Helping others succeed
A passion for service
Ella Meyers ’26, an intervention specialist major from Kalida, Ohio, is gaining a wealth of experience toward her Bluffton University major.
This summer, Meyers began working full time as an independent provider in Putnam County and helped people with disabilities meet their personal goals. She worked individually with about 10 clients who ranged in age from five to 50. Clients chose the times and days of the week they wanted to meet, with each client’s goals outlined by an Individual Service Plan (ISP).
“For example, one person’s goal was ‘I want to learn how to cook healthier,’ so for my two hours with him, we would get groceries and cook healthy meals,” explained Meyers. “He still calls me and tells me what he’s cooking so I know I made an impact, and I’m hoping to continue that in the school setting.”
She enjoyed the work so much she’s continuing the position part time during the academic year. Meyers was initially unsure of her vocation, but it started to come in focus when she was asked to help teach a dance class for kids.
“One of the students had Down syndrome, and my dance instructor assigned me to specifically help him,” said Meyers. “She noticed I had a really good connection with him and said that my directions were set and clear.”
That summer, she worked as a counselor at Camp Robin Rogers, a camp in Spencerville, Ohio, specifically for children and young adults with developmental disabilities and their siblings.
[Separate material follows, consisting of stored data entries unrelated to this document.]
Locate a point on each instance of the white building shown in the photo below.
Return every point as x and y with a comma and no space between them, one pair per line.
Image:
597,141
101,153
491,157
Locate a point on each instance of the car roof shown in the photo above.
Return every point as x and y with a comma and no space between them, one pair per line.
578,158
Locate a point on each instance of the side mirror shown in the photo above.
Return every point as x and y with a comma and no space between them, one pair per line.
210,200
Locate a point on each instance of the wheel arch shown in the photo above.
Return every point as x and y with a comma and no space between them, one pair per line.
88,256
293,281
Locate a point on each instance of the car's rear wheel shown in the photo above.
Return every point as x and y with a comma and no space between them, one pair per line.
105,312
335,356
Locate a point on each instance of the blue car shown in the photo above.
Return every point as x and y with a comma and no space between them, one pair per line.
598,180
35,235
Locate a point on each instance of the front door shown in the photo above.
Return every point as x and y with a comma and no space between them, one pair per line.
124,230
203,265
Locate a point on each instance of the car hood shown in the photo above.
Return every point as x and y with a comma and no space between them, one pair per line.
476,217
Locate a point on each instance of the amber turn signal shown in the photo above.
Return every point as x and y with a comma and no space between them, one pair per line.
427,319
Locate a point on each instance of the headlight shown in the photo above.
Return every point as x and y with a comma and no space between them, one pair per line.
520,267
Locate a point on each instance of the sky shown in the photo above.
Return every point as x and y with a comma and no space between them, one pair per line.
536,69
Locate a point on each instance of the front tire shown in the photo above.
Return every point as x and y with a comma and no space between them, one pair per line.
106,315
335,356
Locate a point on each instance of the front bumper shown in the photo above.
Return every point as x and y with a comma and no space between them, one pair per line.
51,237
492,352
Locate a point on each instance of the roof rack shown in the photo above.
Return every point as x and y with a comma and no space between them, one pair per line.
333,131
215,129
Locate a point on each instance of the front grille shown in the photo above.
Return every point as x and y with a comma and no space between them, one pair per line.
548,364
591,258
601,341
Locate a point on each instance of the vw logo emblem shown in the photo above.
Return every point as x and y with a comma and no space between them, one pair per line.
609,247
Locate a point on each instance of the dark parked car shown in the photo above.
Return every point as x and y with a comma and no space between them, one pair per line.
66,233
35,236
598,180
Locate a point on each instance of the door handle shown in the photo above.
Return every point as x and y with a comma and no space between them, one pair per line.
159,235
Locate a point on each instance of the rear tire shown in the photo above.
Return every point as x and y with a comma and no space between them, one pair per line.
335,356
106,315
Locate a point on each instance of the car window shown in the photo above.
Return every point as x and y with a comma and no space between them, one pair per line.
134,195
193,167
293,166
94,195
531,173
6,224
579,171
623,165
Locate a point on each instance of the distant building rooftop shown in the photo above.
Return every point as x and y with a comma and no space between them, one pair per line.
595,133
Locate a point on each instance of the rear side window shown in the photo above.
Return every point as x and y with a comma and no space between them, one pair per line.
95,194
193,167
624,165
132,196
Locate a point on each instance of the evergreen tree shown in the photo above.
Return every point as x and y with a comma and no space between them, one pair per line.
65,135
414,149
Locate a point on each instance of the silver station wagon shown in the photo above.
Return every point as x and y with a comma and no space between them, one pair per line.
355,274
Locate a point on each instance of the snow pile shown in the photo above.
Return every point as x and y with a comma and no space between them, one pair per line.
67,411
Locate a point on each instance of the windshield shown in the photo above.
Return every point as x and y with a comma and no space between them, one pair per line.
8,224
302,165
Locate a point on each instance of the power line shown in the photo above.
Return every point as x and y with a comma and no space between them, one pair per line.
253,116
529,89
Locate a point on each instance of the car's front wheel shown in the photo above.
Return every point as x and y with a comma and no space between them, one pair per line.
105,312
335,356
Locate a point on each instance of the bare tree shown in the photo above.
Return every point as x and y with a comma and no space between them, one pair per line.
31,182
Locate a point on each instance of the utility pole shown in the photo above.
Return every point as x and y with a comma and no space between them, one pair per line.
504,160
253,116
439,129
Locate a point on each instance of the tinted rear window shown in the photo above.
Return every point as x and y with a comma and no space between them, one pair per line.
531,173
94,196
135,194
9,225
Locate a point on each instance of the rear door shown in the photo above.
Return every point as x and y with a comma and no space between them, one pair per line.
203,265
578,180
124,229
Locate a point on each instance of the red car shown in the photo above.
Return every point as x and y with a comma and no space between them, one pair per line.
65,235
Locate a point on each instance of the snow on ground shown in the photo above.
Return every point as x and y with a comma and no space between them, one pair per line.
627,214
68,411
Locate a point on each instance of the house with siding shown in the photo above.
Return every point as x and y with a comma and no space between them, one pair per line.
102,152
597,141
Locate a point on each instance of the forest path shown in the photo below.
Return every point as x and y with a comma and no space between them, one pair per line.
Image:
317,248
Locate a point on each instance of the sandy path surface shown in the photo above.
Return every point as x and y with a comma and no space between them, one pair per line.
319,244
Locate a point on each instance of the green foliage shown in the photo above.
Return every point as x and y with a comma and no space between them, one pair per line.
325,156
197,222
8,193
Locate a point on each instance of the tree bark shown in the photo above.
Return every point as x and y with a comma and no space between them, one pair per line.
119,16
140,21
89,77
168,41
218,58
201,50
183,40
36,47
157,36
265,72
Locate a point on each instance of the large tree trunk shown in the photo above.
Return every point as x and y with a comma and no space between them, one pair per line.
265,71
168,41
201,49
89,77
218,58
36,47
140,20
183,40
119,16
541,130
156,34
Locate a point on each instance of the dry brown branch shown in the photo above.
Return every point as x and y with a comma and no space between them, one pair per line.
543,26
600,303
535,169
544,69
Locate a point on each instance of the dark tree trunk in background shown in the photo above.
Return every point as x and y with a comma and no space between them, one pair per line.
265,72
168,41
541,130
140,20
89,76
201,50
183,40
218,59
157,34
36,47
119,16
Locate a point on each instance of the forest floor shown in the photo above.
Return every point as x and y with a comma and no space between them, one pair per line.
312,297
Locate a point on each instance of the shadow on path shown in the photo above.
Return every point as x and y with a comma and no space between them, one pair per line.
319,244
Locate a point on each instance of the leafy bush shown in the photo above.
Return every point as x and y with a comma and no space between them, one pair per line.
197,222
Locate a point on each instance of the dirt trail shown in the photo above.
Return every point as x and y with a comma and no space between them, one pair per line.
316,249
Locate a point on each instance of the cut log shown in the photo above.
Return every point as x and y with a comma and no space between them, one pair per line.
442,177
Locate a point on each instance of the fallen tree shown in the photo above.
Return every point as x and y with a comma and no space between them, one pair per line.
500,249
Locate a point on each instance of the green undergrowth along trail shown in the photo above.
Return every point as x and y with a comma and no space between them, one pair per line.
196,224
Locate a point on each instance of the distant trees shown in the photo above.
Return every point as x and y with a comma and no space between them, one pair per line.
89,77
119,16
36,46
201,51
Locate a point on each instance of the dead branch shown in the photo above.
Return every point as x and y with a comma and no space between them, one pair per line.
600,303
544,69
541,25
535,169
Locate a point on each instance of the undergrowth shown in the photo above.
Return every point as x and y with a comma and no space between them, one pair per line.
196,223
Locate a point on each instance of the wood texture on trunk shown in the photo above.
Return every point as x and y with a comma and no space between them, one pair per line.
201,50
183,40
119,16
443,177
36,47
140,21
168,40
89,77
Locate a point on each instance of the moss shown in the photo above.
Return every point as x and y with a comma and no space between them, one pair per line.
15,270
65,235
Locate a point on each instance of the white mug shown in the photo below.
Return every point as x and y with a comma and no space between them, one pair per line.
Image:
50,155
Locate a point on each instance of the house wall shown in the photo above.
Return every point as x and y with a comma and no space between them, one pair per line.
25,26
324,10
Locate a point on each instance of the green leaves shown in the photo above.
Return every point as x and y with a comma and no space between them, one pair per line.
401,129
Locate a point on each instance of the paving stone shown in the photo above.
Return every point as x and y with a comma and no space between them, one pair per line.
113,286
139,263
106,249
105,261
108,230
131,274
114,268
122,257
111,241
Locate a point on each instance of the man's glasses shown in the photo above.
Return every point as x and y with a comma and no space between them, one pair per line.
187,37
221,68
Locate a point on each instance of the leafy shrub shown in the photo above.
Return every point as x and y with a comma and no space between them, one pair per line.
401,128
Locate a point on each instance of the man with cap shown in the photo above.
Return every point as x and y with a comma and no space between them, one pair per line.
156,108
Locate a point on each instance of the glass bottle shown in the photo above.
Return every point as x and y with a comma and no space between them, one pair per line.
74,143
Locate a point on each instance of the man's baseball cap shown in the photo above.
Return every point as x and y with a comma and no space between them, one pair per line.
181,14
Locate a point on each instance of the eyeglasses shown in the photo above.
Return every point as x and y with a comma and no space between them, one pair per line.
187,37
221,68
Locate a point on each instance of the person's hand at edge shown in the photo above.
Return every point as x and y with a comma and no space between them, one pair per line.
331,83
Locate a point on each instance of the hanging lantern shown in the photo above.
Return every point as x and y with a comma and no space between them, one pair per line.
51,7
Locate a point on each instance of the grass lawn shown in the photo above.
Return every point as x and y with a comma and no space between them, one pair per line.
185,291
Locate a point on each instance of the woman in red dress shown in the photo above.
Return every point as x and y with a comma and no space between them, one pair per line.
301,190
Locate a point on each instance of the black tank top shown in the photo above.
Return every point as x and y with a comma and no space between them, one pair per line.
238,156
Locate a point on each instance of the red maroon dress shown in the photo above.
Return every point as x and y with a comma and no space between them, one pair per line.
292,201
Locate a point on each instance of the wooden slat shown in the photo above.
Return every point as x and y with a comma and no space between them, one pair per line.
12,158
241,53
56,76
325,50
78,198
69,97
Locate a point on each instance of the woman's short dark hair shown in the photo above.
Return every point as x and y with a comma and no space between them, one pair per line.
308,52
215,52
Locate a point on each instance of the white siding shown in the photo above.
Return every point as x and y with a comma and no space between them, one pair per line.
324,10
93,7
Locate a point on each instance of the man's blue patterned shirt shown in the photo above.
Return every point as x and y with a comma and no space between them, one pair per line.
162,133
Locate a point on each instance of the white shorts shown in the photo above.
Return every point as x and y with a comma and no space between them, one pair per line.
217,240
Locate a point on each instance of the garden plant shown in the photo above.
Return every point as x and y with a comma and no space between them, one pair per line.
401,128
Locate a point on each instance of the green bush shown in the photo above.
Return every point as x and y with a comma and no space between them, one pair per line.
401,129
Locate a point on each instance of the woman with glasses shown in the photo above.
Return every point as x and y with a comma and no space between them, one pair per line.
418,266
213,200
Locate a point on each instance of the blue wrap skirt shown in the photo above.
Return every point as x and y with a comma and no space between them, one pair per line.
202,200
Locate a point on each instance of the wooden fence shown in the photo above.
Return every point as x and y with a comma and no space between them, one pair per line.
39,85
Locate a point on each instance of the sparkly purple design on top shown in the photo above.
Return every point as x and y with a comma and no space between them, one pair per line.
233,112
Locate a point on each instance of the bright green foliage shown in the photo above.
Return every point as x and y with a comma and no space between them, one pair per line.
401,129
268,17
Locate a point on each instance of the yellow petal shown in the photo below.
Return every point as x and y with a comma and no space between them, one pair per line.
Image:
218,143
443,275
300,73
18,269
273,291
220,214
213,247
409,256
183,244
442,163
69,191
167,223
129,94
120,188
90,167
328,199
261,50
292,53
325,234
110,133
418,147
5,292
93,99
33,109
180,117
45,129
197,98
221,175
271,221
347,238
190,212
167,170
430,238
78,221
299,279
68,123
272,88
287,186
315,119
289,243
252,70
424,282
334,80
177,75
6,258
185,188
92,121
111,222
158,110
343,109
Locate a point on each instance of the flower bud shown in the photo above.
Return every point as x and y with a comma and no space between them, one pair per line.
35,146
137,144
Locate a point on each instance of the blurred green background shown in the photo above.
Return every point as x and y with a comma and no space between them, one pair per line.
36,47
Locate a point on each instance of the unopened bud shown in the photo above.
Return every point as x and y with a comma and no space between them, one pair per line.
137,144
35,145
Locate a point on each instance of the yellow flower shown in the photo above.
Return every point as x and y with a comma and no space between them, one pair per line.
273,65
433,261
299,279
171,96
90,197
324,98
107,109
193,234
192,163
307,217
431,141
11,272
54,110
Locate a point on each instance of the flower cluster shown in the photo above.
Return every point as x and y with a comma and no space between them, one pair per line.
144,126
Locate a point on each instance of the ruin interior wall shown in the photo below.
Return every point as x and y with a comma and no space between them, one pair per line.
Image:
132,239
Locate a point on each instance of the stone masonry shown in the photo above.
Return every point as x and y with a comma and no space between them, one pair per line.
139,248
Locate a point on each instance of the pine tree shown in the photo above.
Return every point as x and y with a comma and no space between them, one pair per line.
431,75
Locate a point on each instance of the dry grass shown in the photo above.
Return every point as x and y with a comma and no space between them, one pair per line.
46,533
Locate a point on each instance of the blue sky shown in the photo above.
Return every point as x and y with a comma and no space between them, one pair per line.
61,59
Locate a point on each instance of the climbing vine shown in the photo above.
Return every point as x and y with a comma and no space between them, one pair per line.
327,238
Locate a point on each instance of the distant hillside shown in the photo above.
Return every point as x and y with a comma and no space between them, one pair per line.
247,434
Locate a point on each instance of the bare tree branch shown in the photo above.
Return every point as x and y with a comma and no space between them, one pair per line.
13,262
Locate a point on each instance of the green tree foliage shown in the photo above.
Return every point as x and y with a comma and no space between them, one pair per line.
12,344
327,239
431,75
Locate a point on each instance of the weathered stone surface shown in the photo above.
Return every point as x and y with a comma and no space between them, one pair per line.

“They have a pool and a playground for everybody,” said Meyers. “It just kind of warmed my heart making connections and realizing everybody’s capabilities.”
Still, she needed help to realize those experiences could inform her future career.
“I wasn’t sure about going to college, but my mom said, ‘I think intervention specialist is your thing. Working with people with disabilities may be your calling,’ and she was right,” explained Meyers.
At Bluffton, Meyers gained even more experience during an education department field experience at Lima Senior High School. While intervention specialists, also known as special education teachers, earn a multi-age teaching license, the field experience led to Meyers’ realization that she’s most interested in working with older students.
She also credits Marathana Prothro, assistant professor of communication, and Dr. Gayle Trollinger, professor of education, with supporting her goals and encouraging her to go above and beyond her own vision of the future.
On campus, Meyers works in the bookstore and gives tours as a President’s Ambassador. She’s also a Becoming a Scholar (BAS) class mentor and participates in Multicultural Student Organization, Bluffton Education Organization and Marbeck Activities Council events.
As a BAS mentor, she recently accompanied first-year students on Bluffton’s Great Adventure to the Great Smoky Mountains of Tennessee. Last year, she formed close bonds with her classmates through the experience.
“As a class, we always stuck together even though we didn’t have to,” said Meyers. “Having a close connection with the friends I made in that group will forever be something that I cherish.”